Un autre objectif principal des études concernant les parcours de soins des malades atteints de cancers est de mesurer le degré d'intégration des résultats des différents essais cliniques dans la pratique quotidienne du centre [9]. Le standard thérapeutique dans le traitement des cancers du poumon non à petites cellules localement avancés inopérables est la radio-chimiothérapie concomitante [10,11]. Dans notre série 34 patients (65%) parmi 52 ont bénéficié de ce traitement ce qui signifie qu'il y a place à l'amélioration de la prise en charge de ces patients dans notre institut. Dans notre série 7 patients (13,5%) parmi les 52 patients avec un cancer du poumon localement avancé ont bénéficié d'une chimiothérapie néo-adjuvante mais seulement 2 patients ont pu avoir une radio-chimiothérapie concomitante par la suite. A ce jour il n'y a pas de preuve que la chimiothérapie d'induction avant la radio-chimiothérapie concomitante apporte un bénéfice [12]. Donc il parait nécessaire de limiter l'indication de la chimiothérapie néo-adjuvante aux cas où l'irradiation thoracique sera très toxique du fait d'un gros volume tumoral. Le dernier point concerne la radiothérapie chez les sujets âgés. L'évolution de la démographie rend de plus en plus importante la question du traitement optimal du sujet âgé. Dans le groupe de malades ayant reçu une radiothérapie palliative la moyenne d'âge était de 65,5 ans et tous ces malades étaient âgés de plus de 60 ans. Alors est ce que l'âge peut constituer un motif suffisant pour proposer un traitement sub-optimal'. Peu de données sont disponibles dans la littérature pour répondre à cette question, les données qui existent sont établies à partir de patients très sélectionnés qui ne sont pas représentatifs de la population générale des sujets de plus de 70 ans. Mais la majorité des études s'accorde sur le fait que l'âge ne représente pas un facteur limitant à l'administration de la radiothérapie à visée curative chez le sujet âgé, atteint d'un cancer bronchique inopérable et ou non résécable néanmoins une évaluation gériatrique au préalable reste indispensable [13].

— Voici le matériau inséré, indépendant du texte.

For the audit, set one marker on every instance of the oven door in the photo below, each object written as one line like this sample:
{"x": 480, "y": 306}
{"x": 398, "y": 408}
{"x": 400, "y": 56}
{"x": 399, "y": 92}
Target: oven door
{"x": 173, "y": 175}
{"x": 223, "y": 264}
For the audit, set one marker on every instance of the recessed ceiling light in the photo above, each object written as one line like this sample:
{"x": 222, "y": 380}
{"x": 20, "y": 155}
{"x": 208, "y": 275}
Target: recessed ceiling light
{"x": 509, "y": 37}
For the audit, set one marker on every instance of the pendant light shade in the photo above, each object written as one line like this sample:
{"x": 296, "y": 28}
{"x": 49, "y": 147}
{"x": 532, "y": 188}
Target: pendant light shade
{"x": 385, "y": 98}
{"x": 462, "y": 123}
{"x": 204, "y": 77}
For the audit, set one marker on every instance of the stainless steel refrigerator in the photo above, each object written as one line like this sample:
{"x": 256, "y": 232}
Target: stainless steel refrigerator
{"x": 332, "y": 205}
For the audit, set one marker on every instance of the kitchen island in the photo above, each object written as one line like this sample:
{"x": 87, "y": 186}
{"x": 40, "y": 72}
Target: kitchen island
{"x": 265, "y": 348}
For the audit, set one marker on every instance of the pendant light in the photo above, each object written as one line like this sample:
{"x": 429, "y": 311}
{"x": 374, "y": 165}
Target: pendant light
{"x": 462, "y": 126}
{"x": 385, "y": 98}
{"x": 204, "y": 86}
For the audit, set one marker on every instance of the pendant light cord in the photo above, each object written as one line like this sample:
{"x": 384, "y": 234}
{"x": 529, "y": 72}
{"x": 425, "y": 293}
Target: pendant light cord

La prise en charge des cancers bronchiques nécessite des interventions pluri-disciplinaires et multi-sites qu'il convient de coordonner, standardiser et surtout évaluer régulièrement. Cette étude a permis de décrire le circuit de soins des patients atteints d'un cancer bronchique primitif au sein de notre service tout en valorisant les bonnes pratiques organisationnelles et en repérant les principaux points critiques, auxquels on propose des mesures correctives.
Les auteurs ne déclarent aucun conflit d'intérêt.
Tous les auteurs ont contribué à la conduite de ce travail. Tous les auteurs déclarent également avoir lu et approuvé la version finale du manuscrit.